Autism Awareness: Focus on Early Detection and Intervention

Posted by on Jul 17, 2018 in Ask The Therapist | 0 comments

Information about Autism Spectrum Disorder (ASD) awareness is very important for an early diagnosis and intervention is to an individual’s success. ASD refers to a collection of developmental disorders that relate specifically to communication, socialization and learning challenges, as well as restrictive or repetitive behaviors. People with ASD often have trouble communicating and interacting with others, understanding emotional nuances and social cues, and adjusting to minor changes in routine or surroundings. There is also a wide range, or “spectrum,” of symptoms and levels of severity that accompany it. Some people are very mildly affected, while others have significant challenges in their daily life. The definition of ASD now also encompasses what was known as Asperger Syndrome, which is a higher functioning version of the disorder.

How do I know if my child has ASD? In recent years, the rates of children identified with ASD have increased. It can be diagnosed early in life, at 2 to 3 years old and sometimes earlier; however, ti is still a challenging diagnosis to make. Some children with the typical symptoms may not have autism, and not all children with autism exhibit the typical symptoms. Some children will show signs in early infancy, others develop normally for the first couple of years of life, then stop meeting developmental markers or lose skills they have already learned. Some children have difficulty learning and gave signs of lower intelligence, while other children learn quickly and have normal to high intelligence. Some of the common red flags for ASD in infants/toddlers are:

  • Limited or no eye contact
  • Limited or no smiling/joyful expressions when interacting with others
  • No response to name when called
  • Minimal to no reaching for affection or being held
  • Lack of hitting developmental markers or regression of previously learned skills (i.e. speech/social skills)

Prevention and Treatment: There’s no way to prevent ASD, but early diagnosis and intervention is crucial for improving behavior, skills and language development.

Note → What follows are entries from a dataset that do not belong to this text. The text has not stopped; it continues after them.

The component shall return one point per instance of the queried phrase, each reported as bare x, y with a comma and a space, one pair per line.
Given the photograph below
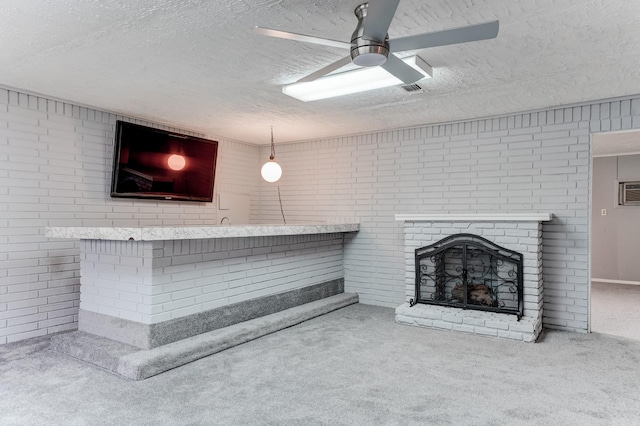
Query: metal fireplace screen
469, 272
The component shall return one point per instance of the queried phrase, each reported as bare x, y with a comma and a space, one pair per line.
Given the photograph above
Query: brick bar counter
148, 287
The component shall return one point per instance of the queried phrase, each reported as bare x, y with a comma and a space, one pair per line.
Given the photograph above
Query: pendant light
271, 171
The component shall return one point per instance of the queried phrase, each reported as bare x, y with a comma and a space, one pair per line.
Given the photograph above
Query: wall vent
412, 88
629, 194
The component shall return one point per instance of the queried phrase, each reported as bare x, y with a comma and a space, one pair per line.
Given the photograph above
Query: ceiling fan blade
326, 70
379, 16
301, 37
400, 70
442, 38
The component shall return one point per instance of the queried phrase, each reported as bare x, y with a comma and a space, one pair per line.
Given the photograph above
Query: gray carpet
615, 309
350, 367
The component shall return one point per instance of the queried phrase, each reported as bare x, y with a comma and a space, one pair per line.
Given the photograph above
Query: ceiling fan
370, 45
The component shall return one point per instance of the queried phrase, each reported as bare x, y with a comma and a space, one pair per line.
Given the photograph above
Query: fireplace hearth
469, 272
478, 273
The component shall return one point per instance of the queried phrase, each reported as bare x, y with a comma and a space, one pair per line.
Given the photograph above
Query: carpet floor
614, 309
354, 366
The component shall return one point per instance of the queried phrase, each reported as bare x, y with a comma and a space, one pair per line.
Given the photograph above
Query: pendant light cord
273, 146
281, 209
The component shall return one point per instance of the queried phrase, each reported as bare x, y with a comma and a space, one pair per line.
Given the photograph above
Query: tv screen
158, 164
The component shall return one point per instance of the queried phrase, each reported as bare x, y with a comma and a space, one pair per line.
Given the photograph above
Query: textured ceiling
616, 143
198, 66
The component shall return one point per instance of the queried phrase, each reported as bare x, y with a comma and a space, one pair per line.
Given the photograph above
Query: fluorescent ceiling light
355, 81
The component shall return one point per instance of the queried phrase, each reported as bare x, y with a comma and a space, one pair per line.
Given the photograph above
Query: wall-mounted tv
158, 164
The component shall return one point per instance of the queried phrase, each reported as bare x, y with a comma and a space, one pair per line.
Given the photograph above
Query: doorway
615, 236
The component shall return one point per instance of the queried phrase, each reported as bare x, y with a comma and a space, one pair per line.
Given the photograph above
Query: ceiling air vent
629, 194
412, 88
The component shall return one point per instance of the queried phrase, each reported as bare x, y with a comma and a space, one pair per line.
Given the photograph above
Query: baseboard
602, 280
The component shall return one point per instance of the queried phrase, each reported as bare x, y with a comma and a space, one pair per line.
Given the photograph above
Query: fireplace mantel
475, 217
517, 232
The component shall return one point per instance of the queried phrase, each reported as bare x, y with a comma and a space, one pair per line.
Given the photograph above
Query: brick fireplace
473, 304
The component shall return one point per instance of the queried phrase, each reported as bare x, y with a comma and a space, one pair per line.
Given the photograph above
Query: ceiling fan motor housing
364, 52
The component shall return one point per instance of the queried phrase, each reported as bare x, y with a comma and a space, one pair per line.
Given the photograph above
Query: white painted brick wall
151, 282
55, 170
535, 161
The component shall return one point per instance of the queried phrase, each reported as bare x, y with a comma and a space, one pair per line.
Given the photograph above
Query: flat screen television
158, 164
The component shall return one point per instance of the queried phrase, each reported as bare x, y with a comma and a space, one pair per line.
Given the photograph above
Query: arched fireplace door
469, 272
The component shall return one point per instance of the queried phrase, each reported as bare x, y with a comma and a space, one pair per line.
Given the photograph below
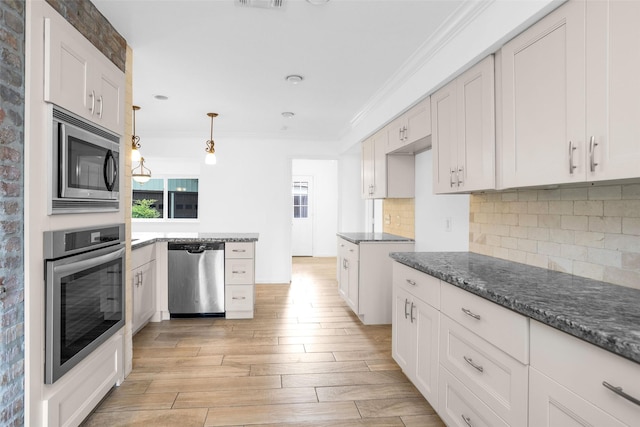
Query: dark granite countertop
357, 238
139, 240
601, 313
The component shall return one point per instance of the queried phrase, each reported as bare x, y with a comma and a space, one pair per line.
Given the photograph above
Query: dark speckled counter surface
601, 313
139, 240
358, 238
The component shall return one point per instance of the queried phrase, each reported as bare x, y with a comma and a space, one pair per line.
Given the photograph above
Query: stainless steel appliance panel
196, 279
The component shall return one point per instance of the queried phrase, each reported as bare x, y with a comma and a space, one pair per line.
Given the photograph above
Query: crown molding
449, 29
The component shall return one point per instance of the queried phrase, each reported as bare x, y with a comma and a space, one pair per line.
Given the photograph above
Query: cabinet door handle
621, 393
470, 361
572, 148
470, 313
592, 148
100, 100
93, 102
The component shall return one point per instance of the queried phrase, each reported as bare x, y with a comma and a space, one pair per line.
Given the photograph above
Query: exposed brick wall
12, 41
589, 232
84, 16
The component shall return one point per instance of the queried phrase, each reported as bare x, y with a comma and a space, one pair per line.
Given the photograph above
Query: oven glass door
89, 166
85, 306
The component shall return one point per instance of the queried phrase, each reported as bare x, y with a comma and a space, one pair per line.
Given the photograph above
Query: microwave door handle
109, 158
88, 263
62, 153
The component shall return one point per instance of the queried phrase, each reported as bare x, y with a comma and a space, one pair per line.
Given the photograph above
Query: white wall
433, 210
247, 191
325, 202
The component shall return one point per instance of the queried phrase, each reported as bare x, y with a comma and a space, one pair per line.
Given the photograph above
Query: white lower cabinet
415, 340
577, 383
143, 282
239, 280
365, 277
495, 367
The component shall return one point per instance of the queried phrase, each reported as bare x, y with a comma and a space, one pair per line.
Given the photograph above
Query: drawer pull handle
470, 361
412, 318
470, 313
619, 392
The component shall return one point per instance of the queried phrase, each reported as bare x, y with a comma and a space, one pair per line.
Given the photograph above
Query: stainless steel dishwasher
196, 279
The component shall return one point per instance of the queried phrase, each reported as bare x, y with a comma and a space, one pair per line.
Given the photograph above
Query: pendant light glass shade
135, 140
210, 158
141, 173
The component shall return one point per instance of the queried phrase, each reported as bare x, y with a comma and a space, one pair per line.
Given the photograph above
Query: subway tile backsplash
589, 231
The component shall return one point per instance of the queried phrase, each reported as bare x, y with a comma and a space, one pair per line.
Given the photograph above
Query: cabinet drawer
504, 328
461, 408
348, 249
582, 368
419, 284
498, 379
238, 249
238, 271
238, 298
142, 255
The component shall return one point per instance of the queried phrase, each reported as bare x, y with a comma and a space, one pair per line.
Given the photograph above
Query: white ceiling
216, 56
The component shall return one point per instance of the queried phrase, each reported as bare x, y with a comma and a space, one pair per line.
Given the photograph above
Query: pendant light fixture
141, 173
135, 140
210, 158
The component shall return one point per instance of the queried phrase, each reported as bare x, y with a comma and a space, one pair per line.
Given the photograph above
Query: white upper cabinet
80, 79
570, 116
543, 99
409, 133
463, 121
386, 176
613, 90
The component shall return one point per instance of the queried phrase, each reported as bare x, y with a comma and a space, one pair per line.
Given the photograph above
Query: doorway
314, 207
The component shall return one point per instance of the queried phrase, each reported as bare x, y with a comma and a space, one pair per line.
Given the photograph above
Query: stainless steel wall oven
85, 166
85, 293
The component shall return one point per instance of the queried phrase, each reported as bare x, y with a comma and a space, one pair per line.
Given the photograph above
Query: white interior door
302, 216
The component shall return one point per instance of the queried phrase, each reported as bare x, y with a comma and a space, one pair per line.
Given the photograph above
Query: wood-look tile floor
304, 360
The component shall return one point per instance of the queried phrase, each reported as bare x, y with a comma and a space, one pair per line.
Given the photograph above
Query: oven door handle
75, 267
109, 158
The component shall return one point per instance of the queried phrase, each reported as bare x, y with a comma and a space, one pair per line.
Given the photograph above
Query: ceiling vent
261, 4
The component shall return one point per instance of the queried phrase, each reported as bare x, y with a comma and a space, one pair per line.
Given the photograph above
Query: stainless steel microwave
85, 166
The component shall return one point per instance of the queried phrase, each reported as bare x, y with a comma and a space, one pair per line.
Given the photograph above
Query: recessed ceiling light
294, 79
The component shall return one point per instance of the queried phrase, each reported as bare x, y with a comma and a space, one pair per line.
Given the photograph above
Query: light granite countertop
139, 240
358, 238
601, 313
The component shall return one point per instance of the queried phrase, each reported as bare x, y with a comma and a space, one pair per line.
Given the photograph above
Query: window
179, 195
300, 199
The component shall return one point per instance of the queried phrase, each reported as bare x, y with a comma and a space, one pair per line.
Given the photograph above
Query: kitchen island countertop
600, 313
358, 238
139, 240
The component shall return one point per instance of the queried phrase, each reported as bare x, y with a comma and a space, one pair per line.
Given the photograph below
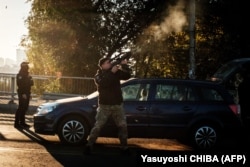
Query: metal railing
49, 85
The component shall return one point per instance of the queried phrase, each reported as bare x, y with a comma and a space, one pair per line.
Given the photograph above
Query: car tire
204, 137
73, 130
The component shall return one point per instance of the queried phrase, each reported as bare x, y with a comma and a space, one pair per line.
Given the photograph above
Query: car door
136, 106
172, 107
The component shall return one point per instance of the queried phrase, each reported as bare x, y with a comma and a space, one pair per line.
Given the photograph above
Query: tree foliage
70, 36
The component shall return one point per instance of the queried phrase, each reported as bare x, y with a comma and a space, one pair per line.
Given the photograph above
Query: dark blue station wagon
200, 111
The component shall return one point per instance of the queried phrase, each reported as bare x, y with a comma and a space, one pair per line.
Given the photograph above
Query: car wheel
73, 130
204, 137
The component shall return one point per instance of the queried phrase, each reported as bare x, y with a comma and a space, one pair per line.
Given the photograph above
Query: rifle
119, 58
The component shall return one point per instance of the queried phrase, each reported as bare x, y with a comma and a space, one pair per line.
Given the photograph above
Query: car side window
136, 92
175, 92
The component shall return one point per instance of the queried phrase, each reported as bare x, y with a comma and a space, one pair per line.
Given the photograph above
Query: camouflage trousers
103, 113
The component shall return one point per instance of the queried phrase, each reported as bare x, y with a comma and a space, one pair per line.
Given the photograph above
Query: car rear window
209, 94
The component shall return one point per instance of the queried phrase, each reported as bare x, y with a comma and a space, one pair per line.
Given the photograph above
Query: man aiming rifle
110, 100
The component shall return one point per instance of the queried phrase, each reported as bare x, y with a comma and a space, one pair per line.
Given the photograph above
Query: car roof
173, 80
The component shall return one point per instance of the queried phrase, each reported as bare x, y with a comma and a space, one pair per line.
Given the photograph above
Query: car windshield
225, 70
93, 95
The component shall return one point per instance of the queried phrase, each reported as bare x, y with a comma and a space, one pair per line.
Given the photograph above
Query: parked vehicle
201, 111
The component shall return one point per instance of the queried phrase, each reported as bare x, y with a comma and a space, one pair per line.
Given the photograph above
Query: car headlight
45, 109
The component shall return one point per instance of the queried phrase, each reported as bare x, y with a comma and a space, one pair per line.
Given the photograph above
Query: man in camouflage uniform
110, 101
24, 83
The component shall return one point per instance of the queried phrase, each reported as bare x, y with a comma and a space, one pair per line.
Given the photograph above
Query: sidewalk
10, 107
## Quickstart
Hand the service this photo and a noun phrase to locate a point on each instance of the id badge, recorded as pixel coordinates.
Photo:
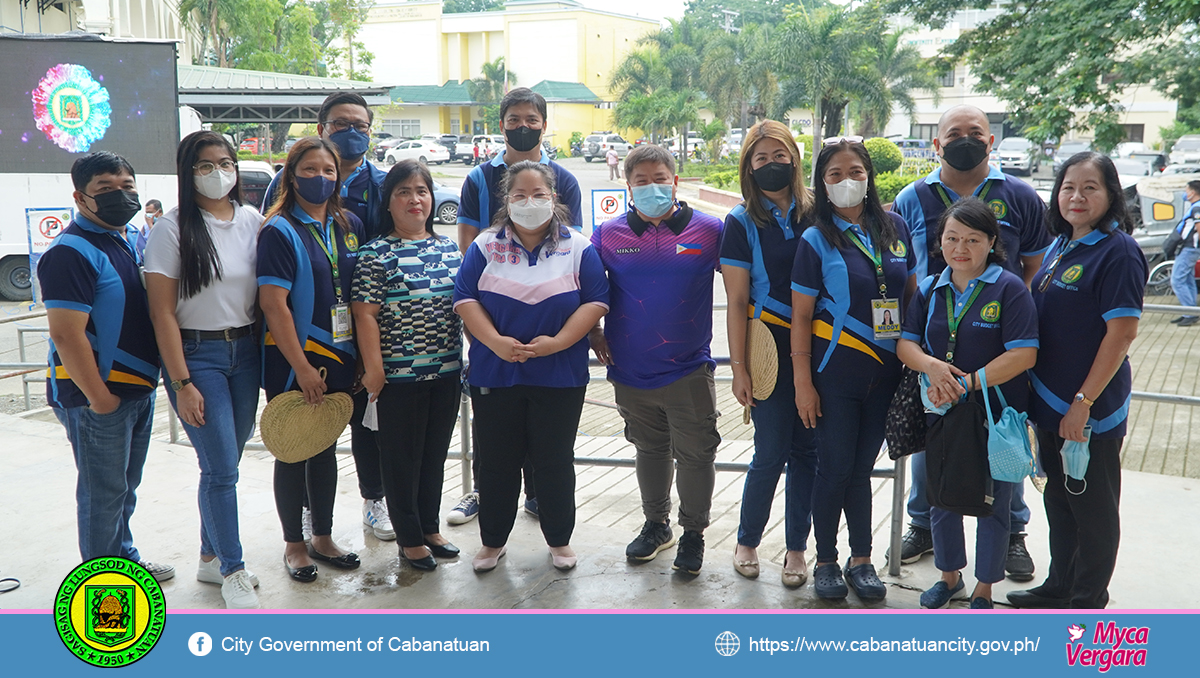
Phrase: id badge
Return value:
(886, 318)
(341, 322)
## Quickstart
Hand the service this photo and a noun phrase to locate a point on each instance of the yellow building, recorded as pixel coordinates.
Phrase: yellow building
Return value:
(559, 48)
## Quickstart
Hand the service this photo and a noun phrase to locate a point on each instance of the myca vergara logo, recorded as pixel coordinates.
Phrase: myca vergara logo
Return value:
(109, 612)
(1111, 646)
(1073, 274)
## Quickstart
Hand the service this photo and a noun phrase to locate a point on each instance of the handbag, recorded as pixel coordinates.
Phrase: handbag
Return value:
(957, 474)
(904, 427)
(1008, 444)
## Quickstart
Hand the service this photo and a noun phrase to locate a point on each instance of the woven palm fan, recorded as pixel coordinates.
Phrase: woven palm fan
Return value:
(295, 431)
(762, 363)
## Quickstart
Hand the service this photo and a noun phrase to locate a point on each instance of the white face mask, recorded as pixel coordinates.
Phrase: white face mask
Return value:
(216, 184)
(847, 193)
(531, 214)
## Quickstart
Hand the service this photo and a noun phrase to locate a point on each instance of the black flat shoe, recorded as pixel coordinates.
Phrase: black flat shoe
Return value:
(305, 575)
(348, 562)
(443, 550)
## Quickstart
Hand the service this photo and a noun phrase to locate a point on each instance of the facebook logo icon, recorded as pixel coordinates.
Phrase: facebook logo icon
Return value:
(201, 643)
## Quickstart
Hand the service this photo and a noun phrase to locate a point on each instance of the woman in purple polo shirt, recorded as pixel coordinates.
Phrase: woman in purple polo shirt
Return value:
(529, 289)
(1089, 294)
(991, 316)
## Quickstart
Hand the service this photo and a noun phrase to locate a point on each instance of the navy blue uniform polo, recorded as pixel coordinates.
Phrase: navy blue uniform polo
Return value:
(1099, 277)
(481, 198)
(768, 252)
(1017, 205)
(843, 281)
(95, 270)
(289, 257)
(1001, 318)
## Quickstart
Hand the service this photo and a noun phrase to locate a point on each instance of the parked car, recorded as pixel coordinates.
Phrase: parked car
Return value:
(256, 175)
(1018, 154)
(1186, 149)
(1066, 150)
(424, 150)
(597, 145)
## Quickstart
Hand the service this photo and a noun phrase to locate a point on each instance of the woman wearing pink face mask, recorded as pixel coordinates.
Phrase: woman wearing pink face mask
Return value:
(529, 289)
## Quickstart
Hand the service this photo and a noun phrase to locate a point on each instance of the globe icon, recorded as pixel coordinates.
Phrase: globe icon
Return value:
(727, 643)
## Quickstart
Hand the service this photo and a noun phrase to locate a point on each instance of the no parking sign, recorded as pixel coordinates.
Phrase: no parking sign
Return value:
(606, 204)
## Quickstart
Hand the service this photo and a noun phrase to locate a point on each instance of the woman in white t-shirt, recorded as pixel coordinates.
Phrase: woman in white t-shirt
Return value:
(199, 265)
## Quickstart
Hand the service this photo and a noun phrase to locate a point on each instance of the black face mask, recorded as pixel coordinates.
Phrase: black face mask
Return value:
(117, 208)
(523, 139)
(965, 153)
(774, 175)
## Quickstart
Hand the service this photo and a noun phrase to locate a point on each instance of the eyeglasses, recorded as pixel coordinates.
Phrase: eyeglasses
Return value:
(205, 168)
(343, 125)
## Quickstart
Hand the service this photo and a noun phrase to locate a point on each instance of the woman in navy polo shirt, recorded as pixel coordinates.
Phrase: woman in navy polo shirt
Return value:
(1089, 293)
(853, 267)
(306, 256)
(757, 251)
(990, 313)
(529, 289)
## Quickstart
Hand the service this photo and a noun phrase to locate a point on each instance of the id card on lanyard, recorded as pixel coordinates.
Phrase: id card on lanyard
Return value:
(341, 325)
(885, 312)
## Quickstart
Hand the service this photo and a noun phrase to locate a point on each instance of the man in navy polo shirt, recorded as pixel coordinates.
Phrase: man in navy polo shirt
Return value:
(964, 141)
(660, 257)
(346, 120)
(523, 118)
(103, 358)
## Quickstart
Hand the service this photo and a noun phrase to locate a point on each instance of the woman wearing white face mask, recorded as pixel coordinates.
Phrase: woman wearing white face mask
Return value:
(529, 289)
(199, 265)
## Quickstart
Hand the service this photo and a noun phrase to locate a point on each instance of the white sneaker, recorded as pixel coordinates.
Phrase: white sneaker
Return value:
(239, 592)
(466, 510)
(375, 515)
(210, 573)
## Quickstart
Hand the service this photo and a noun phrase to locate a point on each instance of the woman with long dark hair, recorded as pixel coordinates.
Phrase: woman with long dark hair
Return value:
(199, 265)
(306, 256)
(856, 264)
(411, 341)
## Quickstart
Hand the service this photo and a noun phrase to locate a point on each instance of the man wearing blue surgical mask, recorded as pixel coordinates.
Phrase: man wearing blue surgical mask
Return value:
(345, 119)
(660, 257)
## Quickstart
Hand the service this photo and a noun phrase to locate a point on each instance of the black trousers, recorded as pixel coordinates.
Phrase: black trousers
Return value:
(415, 424)
(520, 424)
(1085, 529)
(315, 479)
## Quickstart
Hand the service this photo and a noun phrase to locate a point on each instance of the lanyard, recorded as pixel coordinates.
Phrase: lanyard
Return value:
(876, 258)
(946, 198)
(329, 246)
(953, 319)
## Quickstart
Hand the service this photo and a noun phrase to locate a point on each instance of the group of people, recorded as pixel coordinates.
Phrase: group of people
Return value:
(341, 285)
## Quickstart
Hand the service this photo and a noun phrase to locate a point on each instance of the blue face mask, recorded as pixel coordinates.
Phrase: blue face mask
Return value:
(653, 199)
(316, 190)
(351, 143)
(1074, 460)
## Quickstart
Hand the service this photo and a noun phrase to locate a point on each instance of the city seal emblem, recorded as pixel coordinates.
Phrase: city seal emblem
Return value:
(109, 612)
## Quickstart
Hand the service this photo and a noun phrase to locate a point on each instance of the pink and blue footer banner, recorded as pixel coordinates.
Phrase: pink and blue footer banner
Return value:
(112, 627)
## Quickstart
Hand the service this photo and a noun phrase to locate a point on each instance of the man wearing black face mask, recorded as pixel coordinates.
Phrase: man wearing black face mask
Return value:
(964, 141)
(102, 390)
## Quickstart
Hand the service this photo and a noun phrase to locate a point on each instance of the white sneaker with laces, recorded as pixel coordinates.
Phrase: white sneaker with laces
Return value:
(239, 592)
(210, 573)
(375, 515)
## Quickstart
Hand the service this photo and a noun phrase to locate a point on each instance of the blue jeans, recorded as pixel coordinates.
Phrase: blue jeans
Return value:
(1183, 279)
(779, 439)
(918, 507)
(227, 376)
(109, 451)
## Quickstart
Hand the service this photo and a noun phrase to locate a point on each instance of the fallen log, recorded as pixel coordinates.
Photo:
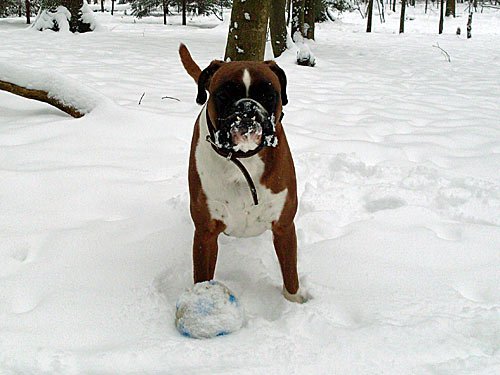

The first step is to set up an evaluation with a specialist in ASD, who can do a clinical interview and evaluate your child using standardized diagnostic instruments to assess ASD (such as the Autism Diagnostic Observation Schedule or ADOS) and help develop a plan for treatment. Treatment is helpful at any age, even in adulthood. There are a variety of treatment options available; behavioral, communication, educational, and family therapies. Medication is also helpful. There is no “one size fits all” treatment plan, and your child’s treatment needs could change over time. Working closely with your child’s medical or mental health professional is key to determining the right treatment plan.